Despite considerable U.S. humanitarian aid and development support to their government, most Yemenis associate U.S. engagement with the ongoing drone campaign to destroy al-Qaeda in the Arabian Peninsula (AQAP), and they see it as having little regard for its effect on civilians. A number of former U.S. military and intelligence officials argue that the drone program’s costs might exceed its benefits. Retired Gen. Stanley McChrystal has articulated the hazards of overreliance on drones, and Gen. James E. Cartwright, former vice chairman of the Joint Chiefs of Staff, cautioned last month against unintended consequences, arguing that no matter how precise drone strikes may be, they breed animosity among targeted communities and threaten U.S. efforts to curb extremism.

Of course, the Op-Ed was not nearly strong enough. The still-expanding drone war in Yemen, which often kills civilians, does in fact cause blowback and help al-Qaeda recruitment – as attested to by numerous Yemen expertsinvestigative reporting on the ground, polling, testimony from Yemen activists, and the actual fact that recent bungled terrorist attacks aimed at the US have cited such drone attacks as motivating factors.

After a September drone strike that killed 13 civilians, a local Yemeni activist told CNN, “I would not be surprised if a hundred tribesmen joined the lines of al Qaeda as a result of the latest drone mistake.
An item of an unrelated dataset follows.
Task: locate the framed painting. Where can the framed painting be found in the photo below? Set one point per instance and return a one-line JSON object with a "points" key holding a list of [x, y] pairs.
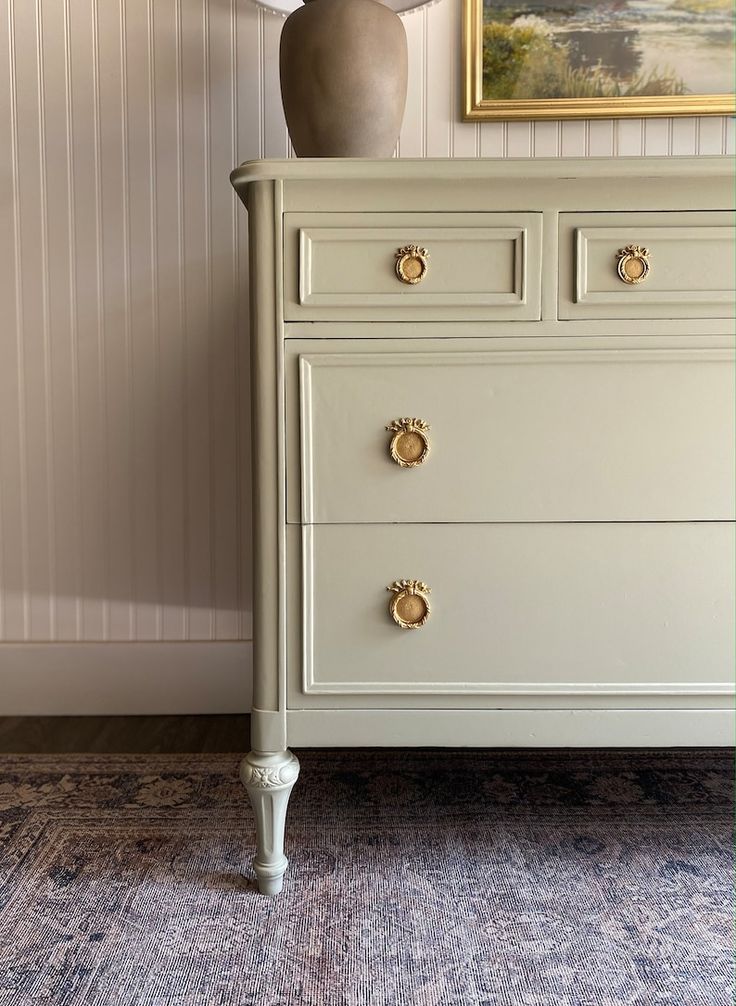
{"points": [[598, 58]]}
This part of Yemen takes revenge very seriously.”

And of course there is more to the drone war outrage than the fact that it’s strategically counterproductive. Even if it killed less civilians and avoided considerable blowback, it would still be unacceptable for the President to draw up secret kill lists of mere suspects and conduct a secret, unaccountable war that dispenses with traditional legal boundaries of war and habeas corpus.

But the gradual push-back the Obama administration has been receiving from elite policy wonks (“foreign policy experts and former diplomats,” as well as a military general here and a CIA officer there) does represent a change from what the norm as has been for the entirety of Obama’s first term – namely, that almost exclusively alternative media and antiwar activists spoke out against the inhumane and counterproductive drone war.

This pressure hasn’t generated a change in policy yet: President Obama is still conducting the drone war at full speed and with all the ruthlessness and disregard of his first term. Last month, however, it was reported that a decision has been made to shift responsibility for the drone war from the CIA to the Defense Department. What appreciable change this will bring is not yet known, although there is reason to expect none.

Still, there are other pressures mounting. A federal appeals court ruled last month that the CIA cannot continue to “neither confirm nor deny” the existence of the drone war, in a court case prompted by a Freedom of Information Act request by the American Civil Liberties Union. For years, the modus operandi has been for the drone war to be the world’s worst kept secret so Obama gets the credit for being “tough on terror,” while reserving the right to disregard probing questions or inquiries.

In addition, a high level United Nations investigator last month said the drone war in Pakistan technically violates the law because it is conducted without the express consent of Islamabad, therefore a breach of Pakistani sovereignty. The UN envoy, Ben Emmerson, is leading an investigation into the drone war’s compliance with international law and international human rights law.

Add to this Rand Paul’s attention-grabbing (although far from perfect) anti-drone filibuster last month and you have a remarkable shift in the debate on drones compared to a mere six months ago.